Richard D. Scott, MD

Brigham and Women's Hospital

          The techniques of total joint arthroplasty have often been advanced by the study of failed procedures. The rate and results of reoperation after total knee arthroplasty are frequently mentioned in scientific reports, but there has been little discussion of the specific problems encountered, their origin, and how best to address them. I performed 1000 posterior cruciate retaining primary total knee arthroplasties using the Press-fit Condylar prosthesis (Johnson and Johnson, Raynham, Massachusetts, USA) during a nine year period beginning in 1984. At an average follow-up of six years, I reviewed the complications encountered, the details of specific cases requiring reoperation, and the techniques used in order to help identify and understand the most common reasons for reoperation after total knee arthroplasty.

Failure of the Femoral Component

          Among the 1000 total knee arthroplasties reviewed, 309 (31%) of the femoral components were inserted with cement, and 691 (69%) were inserted without cement. Only four of the 1000 femoral components (0.4%) failed within the study period: one by loosening and three by fracture of the medial femoral condyle of the prosthesis.

Loosening of the Femoral Component
          Only one of the 1000 femoral components has loosened. This occurred in a patient with a femoral component inserted without cement and was associated with a 15¼ valgus deformity of the mechanical axis of the lower extremity. The preoperative deformity was corrected at the knee joint but unrecognized diaphyseal bowing added eight degrees of valgus to the mechanical axis. During the four-year period immediately after the arthroplasty, the femoral component gradually subsided into a position of increased valgus.
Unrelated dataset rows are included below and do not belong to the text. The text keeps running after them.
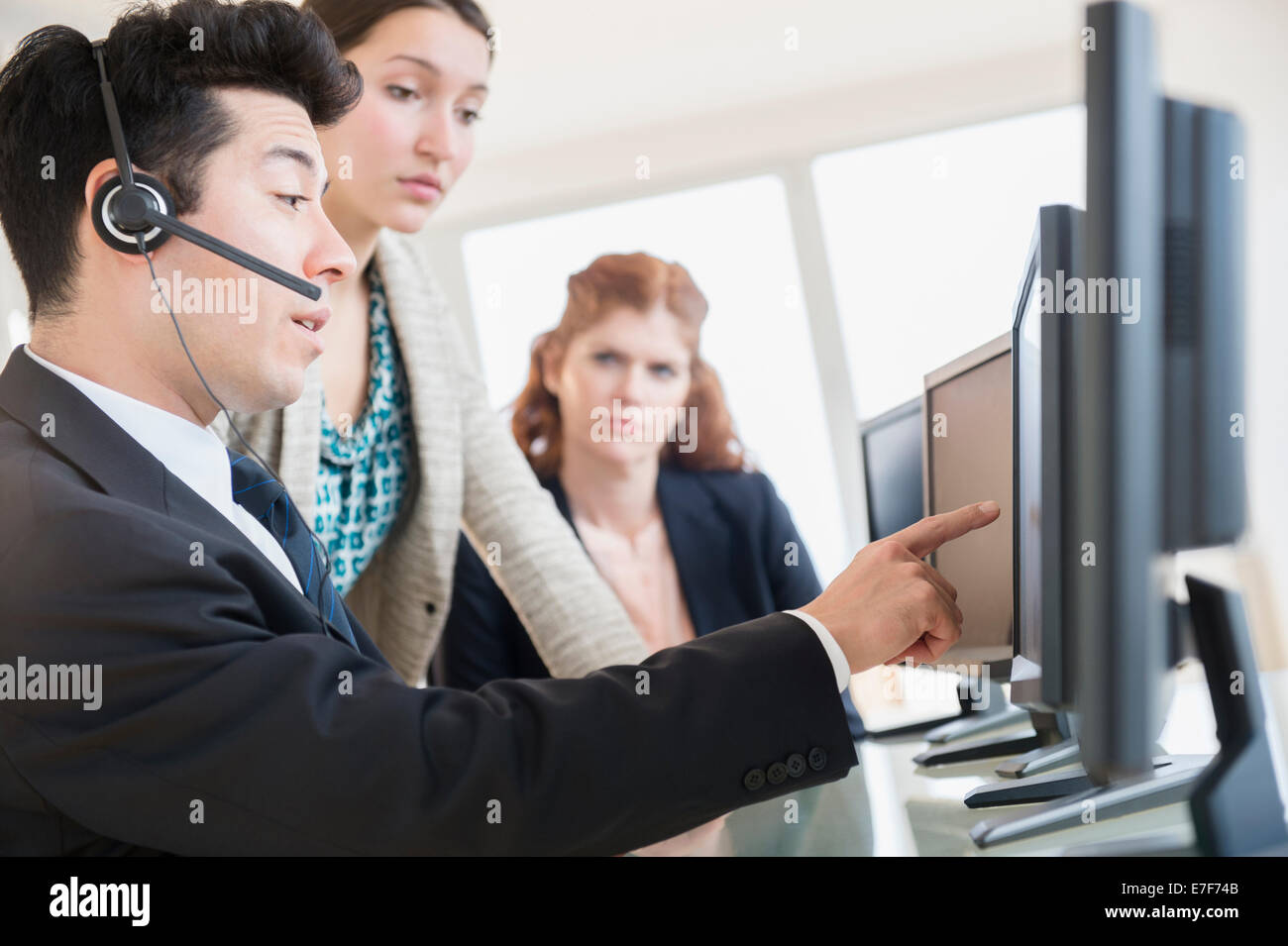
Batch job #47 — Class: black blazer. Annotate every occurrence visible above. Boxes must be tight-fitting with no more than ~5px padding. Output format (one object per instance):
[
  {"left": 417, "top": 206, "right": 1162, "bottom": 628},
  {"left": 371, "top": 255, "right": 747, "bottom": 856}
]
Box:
[
  {"left": 0, "top": 352, "right": 858, "bottom": 855},
  {"left": 432, "top": 465, "right": 863, "bottom": 739}
]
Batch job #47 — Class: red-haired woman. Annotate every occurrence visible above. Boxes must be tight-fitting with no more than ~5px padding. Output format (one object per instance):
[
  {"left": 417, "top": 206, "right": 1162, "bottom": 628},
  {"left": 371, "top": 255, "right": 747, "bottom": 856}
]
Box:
[{"left": 434, "top": 253, "right": 863, "bottom": 849}]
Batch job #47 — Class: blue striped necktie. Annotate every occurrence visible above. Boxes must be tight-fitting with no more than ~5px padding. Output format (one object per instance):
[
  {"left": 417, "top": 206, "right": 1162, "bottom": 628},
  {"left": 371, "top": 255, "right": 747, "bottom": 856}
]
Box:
[{"left": 228, "top": 451, "right": 358, "bottom": 650}]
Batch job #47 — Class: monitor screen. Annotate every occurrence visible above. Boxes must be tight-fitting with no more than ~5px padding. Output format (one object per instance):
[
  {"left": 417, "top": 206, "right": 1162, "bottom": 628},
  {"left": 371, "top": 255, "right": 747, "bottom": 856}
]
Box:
[
  {"left": 924, "top": 334, "right": 1015, "bottom": 664},
  {"left": 862, "top": 397, "right": 922, "bottom": 542}
]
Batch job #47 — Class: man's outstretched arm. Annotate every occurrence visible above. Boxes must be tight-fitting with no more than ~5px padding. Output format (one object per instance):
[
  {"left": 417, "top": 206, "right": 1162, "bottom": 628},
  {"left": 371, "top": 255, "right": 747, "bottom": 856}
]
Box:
[{"left": 0, "top": 507, "right": 857, "bottom": 855}]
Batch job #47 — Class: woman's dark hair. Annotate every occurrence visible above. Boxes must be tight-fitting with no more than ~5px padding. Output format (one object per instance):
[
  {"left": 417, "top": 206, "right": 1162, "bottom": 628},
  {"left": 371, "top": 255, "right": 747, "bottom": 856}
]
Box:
[
  {"left": 510, "top": 253, "right": 751, "bottom": 478},
  {"left": 300, "top": 0, "right": 492, "bottom": 61},
  {"left": 0, "top": 0, "right": 362, "bottom": 321}
]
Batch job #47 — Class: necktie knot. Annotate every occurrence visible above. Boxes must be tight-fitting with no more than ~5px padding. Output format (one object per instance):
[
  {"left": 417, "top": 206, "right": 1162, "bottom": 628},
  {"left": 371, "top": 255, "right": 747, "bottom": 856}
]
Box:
[{"left": 228, "top": 451, "right": 358, "bottom": 650}]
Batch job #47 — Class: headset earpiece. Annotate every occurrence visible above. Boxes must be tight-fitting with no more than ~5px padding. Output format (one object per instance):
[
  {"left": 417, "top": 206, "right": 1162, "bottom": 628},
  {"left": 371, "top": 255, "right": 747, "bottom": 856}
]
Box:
[{"left": 90, "top": 171, "right": 174, "bottom": 254}]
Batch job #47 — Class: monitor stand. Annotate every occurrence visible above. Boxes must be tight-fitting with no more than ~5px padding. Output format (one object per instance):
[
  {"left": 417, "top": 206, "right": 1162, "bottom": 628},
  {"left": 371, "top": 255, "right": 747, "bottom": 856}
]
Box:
[
  {"left": 966, "top": 576, "right": 1288, "bottom": 856},
  {"left": 912, "top": 710, "right": 1070, "bottom": 769},
  {"left": 926, "top": 683, "right": 1027, "bottom": 744},
  {"left": 967, "top": 756, "right": 1212, "bottom": 847},
  {"left": 867, "top": 683, "right": 1027, "bottom": 743},
  {"left": 1185, "top": 576, "right": 1288, "bottom": 857}
]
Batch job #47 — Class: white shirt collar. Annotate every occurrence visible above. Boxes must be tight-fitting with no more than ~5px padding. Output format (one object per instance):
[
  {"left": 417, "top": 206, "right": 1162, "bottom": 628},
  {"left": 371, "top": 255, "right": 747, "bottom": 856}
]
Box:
[{"left": 22, "top": 345, "right": 235, "bottom": 519}]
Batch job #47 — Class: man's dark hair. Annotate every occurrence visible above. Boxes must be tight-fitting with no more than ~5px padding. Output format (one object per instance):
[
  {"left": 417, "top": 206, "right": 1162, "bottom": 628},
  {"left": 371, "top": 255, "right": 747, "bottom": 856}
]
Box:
[{"left": 0, "top": 0, "right": 362, "bottom": 321}]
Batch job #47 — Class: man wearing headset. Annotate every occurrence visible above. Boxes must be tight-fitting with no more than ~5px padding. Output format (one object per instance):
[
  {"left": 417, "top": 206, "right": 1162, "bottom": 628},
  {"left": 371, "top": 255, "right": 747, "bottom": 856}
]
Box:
[{"left": 0, "top": 0, "right": 999, "bottom": 855}]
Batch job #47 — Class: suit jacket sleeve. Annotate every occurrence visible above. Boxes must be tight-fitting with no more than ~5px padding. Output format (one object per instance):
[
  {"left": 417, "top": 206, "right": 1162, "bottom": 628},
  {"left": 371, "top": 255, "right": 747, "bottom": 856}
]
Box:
[
  {"left": 433, "top": 536, "right": 528, "bottom": 689},
  {"left": 0, "top": 503, "right": 857, "bottom": 855},
  {"left": 445, "top": 311, "right": 648, "bottom": 677},
  {"left": 760, "top": 473, "right": 866, "bottom": 739}
]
The component was revised with a cemented component to treat the patientÕs deformity and pain.

Breakage of the Femoral Component
           Stress fracture of the medial femoral condyle occurred at the angled junction between the distal condyle and the posterior chamfered surface in three patients. (Figure 1) All three were large, male patients, each weighing greater than 100 kg. Relatively large porous-coated prostheses were used (one size 5 and two size 6 femoral components), all of them inserted without cement. Apart from the fractured condyle, each component was well fixed with bony ingrowth. The mechanism of fracture appeared to be a cyclic tension applied to the cintered surface during weight bearing due to the expansion force transmitted to the trochlea and posterior condyles. This failure mechanism is similar to that described by Whiteside and colleagues for the Ortholoc prosthesis.1

Figure 1: Three uncemented femoral components had fatigue failure of the medial femoral condyle. (Reproduced with permission from Scott RD. J Orthop Sci 1997; 2: 46-52.)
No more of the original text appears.